2019 Crop Year Market Review and Outlook
It’s no secret that almond prices have plummeted of late. This has understandably caused some angst, but it’s important to remember where we came from. The 2018-2019 transition was a tight one. Coming off of successive years of modest supply growth, fueled predominantly by an increase in bearing acres, demand had continued to keep pace adding pressure to California’s ability to deliver. The 2019 crop had been forecasted to continue the trend of suppressed supply growth reining in demand. Most in the industry had been acting accordingly. This had kept prices relatively stable with some upward pressure through the fall. Our pricing data shows NPS 23/25 peaked in November at about $3.30/lb and Std. 5% peaked around $3.00 also in November.
Come the end of fall, it was clear that the 2019 crop had exceeded forecasted expectations. This eased concern about California’s capacity to supply the industry and prices crested. By bloom the idea of an oversized 2020 crop had already begun taking shape. The holiday push was over and many buyers were holding off to access bloom. Prices began softening as early as January and picked up steam throughout the spring season as excellent weather persisted during bloom up and down the valley.
Terra Nova was first to publicly express an expectation of an oversized 2020 crop publishing their 2.95 billion pound expectation in mid-March. This helped accelerate price declines. A true industry consensus on eventual crop size wouldn’t come until May when the Subjective report reinforced the large crop expectation forecasting 3.0 billion pounds. With the July Objective forecast echoing the 3.0 billion pound expectation prices have begun to stabilize, but not before losing -$1.25/lb on average off their November highs.
Covid-19 has also presented a lot of upheaval industry wide. Since March we have seen supply chain disruptions both domestically and internationally include delays at ports and issues booking transportation. Wide spread lockdowns have also wreaked havoc on almond buyer’s capacity to pick up shipments or even process what’s on hand despite demand from consumers. Perhaps most impactful, many international buyers were forced to seek payment delays with operations, supply chains and revenue streams all disrupted. While many lockdowns have been lifted and businesses are finding better ways to mitigate the upheaval, Covid-19 remains a dynamic situation and will continue to be a major factor in the global marketplace for the foreseeable future.
Looking ahead there are certainly reasons to feel anxious. Covid-19 continues to create dynamic market conditions not just in the US but across the globe. With the July Objective forecast reinforcing the notion of a 3 Billion pound harvest, there is certainly worry if demand can keep up. We won’t see prices return to the pre-bloom level this year, unless something dramatically changes the supply outlook, but there is plenty of reason to be optimistic. Almonds continue to be front and center for product introduction on a global scale. They also remain top of mind for many important consumer trends like plant-based eating, low carb diets and general health. All of these trends have only been accelerated with the shifts Covid-19 has forced upon households.

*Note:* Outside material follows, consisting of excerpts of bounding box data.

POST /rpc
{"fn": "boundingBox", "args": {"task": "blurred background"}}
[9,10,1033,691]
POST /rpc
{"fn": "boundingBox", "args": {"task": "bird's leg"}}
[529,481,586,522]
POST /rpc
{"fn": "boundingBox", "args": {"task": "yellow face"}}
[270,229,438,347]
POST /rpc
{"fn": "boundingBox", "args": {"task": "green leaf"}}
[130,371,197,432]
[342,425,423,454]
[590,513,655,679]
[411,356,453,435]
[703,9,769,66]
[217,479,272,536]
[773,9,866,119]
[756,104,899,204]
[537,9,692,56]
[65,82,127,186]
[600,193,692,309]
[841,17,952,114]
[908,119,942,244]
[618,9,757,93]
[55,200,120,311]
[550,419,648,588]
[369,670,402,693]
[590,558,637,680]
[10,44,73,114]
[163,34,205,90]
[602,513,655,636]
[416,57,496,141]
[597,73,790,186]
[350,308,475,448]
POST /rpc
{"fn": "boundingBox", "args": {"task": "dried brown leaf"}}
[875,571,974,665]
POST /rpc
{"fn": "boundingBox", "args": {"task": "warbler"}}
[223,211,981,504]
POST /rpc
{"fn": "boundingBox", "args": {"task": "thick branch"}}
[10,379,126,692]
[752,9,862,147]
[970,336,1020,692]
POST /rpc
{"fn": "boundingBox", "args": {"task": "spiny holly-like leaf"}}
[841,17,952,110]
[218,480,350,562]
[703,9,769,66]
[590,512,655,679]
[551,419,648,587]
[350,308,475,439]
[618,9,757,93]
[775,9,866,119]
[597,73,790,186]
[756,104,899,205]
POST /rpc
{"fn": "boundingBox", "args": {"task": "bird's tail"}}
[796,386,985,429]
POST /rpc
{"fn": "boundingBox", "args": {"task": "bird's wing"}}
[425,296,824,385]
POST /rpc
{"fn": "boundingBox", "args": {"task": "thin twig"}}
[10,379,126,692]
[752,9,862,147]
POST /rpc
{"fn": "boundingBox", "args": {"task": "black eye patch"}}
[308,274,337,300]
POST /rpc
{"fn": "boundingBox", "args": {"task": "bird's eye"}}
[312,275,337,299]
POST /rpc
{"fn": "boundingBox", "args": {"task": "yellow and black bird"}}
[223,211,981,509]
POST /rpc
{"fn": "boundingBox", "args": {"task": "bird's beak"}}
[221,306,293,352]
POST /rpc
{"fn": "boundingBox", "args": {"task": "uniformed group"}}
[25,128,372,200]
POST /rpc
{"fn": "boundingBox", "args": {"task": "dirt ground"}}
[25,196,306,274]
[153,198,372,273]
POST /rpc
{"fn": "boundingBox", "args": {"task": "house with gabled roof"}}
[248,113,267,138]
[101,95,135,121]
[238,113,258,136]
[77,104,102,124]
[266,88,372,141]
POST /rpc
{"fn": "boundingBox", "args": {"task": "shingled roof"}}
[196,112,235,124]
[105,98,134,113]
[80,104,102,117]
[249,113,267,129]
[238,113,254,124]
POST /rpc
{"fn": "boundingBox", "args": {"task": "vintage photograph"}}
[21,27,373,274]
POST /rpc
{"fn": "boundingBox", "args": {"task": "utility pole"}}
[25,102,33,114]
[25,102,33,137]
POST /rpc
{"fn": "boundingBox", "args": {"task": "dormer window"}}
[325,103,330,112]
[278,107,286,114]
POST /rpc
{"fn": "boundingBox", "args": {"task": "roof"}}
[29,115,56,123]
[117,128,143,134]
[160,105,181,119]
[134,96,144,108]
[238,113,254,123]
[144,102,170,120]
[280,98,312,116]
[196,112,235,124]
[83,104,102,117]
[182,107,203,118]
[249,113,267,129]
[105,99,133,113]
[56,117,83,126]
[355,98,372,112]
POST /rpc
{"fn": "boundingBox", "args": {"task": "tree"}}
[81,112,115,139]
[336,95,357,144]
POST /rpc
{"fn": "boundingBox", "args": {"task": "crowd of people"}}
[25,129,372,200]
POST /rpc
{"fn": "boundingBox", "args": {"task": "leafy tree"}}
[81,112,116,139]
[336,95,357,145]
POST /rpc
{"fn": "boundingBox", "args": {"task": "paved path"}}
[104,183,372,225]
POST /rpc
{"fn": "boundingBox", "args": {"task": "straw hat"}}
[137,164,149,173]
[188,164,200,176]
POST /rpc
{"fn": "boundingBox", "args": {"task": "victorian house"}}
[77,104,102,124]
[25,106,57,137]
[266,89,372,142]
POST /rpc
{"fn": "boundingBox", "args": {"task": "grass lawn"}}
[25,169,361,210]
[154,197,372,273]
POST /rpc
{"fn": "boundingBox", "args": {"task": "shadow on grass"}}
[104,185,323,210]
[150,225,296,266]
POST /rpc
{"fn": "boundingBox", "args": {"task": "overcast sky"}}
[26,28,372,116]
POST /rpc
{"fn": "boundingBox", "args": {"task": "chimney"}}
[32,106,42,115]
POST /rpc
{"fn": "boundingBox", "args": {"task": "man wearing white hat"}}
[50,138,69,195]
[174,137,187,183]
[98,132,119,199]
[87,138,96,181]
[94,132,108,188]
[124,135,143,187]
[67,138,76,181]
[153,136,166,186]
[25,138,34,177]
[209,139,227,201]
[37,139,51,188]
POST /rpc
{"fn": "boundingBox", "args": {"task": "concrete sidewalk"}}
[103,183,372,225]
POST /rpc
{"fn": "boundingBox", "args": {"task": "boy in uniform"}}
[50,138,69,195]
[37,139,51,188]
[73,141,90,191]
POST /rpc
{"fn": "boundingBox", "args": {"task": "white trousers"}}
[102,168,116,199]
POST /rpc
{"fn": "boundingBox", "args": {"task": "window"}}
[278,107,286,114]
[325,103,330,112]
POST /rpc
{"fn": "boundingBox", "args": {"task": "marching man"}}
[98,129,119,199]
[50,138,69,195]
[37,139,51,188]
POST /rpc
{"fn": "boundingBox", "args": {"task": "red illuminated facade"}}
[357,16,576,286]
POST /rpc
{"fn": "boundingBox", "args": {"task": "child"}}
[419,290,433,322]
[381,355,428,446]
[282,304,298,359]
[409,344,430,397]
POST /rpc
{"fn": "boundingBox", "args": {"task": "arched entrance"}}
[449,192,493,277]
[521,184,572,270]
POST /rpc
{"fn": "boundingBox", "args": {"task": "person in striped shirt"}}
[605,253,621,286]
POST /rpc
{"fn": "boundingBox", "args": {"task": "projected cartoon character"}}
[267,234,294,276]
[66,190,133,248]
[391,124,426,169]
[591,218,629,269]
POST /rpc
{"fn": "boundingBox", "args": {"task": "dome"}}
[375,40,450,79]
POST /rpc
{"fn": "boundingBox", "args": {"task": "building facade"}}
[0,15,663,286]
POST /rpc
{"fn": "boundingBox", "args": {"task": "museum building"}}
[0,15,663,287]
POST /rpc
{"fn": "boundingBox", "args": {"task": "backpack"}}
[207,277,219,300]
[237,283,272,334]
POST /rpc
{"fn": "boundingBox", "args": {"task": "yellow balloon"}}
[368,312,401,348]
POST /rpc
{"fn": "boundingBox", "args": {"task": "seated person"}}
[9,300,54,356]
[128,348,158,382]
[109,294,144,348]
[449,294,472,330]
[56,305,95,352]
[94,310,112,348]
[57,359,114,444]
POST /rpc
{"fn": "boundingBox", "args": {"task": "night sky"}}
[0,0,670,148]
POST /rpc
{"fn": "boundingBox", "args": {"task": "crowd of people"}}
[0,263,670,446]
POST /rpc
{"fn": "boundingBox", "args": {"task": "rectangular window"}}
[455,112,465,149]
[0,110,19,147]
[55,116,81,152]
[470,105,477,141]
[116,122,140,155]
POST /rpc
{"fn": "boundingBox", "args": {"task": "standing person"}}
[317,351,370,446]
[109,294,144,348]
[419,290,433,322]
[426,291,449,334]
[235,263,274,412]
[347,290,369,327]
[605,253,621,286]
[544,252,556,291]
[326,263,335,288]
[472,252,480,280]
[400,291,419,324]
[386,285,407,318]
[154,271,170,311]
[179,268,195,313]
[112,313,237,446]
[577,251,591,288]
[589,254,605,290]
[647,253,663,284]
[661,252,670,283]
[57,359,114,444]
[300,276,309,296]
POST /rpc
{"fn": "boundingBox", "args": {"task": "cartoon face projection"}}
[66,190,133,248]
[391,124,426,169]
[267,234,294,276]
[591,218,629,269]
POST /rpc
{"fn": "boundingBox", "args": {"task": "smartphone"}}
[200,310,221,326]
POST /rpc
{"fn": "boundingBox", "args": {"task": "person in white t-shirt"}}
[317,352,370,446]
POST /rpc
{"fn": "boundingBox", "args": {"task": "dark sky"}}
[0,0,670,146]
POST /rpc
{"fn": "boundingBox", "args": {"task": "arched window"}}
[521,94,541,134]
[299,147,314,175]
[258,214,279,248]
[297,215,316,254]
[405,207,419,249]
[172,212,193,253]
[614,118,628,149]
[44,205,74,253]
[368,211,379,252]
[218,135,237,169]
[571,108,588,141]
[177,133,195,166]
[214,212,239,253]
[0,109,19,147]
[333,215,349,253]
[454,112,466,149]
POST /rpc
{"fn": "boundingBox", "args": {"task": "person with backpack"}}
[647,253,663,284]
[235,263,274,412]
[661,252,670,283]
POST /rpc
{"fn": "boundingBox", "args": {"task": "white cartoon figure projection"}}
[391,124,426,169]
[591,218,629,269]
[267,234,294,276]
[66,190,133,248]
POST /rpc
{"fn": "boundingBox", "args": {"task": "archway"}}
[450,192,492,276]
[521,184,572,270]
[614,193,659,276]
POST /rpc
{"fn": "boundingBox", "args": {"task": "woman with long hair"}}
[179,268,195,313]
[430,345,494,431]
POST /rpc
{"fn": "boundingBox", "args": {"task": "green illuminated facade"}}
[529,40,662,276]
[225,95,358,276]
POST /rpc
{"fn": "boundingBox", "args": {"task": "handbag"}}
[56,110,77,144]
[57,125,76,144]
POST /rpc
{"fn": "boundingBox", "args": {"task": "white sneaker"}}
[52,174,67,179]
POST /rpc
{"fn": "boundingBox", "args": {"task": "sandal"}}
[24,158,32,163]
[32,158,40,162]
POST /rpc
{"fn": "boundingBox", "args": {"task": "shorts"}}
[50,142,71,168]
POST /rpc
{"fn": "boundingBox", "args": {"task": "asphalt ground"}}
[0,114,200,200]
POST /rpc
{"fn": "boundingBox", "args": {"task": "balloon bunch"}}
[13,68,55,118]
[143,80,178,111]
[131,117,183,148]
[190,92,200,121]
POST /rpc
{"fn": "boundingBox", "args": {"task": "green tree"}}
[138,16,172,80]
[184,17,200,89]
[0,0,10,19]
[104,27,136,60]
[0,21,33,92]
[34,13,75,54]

It would also be our expectation that the eventual 2021 crop would see a yield under that which we’re expecting this year. The two primary pieces of rationale to back that statement is the expectation that orchards will simply not have the same virility in 2021 coming off such a uniformly strong yields in 2020. It’s also plausible to expect a higher orchard removal rate under suppressed pricing scenarios. Together it paints a picture of a softer supply in 2021. Of course, that doesn’t change the current situation, nor does it guarantee a future where prices rebound.
China remains a wild card. With low prices, and a huge consumer market, China will find a way to consume almonds. But major barriers remain in place with tariffs and escalating geopolitical tensions seeming on an endless roller coaster. With a thawing of trade restrictions, China could be a significant driver in demand; however, there is little reason to expect that landscape to change and this will only suppress the full demand from this high-potential market.
Through all of this, it is also important to remember that food is a consumer-spend in any economic situation. Demand for almonds has remained steady through any recent economic down turn and there is no reason to expect any different. Furthermore, low prices alone can be a significant driver of demand. That’s Econ 101. But if you’re looking for real world examples, price sensitive markets like India have already responded in a very tangible way, and retailers who had paused new product R&D with almonds are no longer going to be hesitant with ingredient prices suppressed. It is still a tall order to move the coming volume, that’s a reality, but there is real reason to be optimistic of a future that has demand fueled by accessible pricing. Time will tell.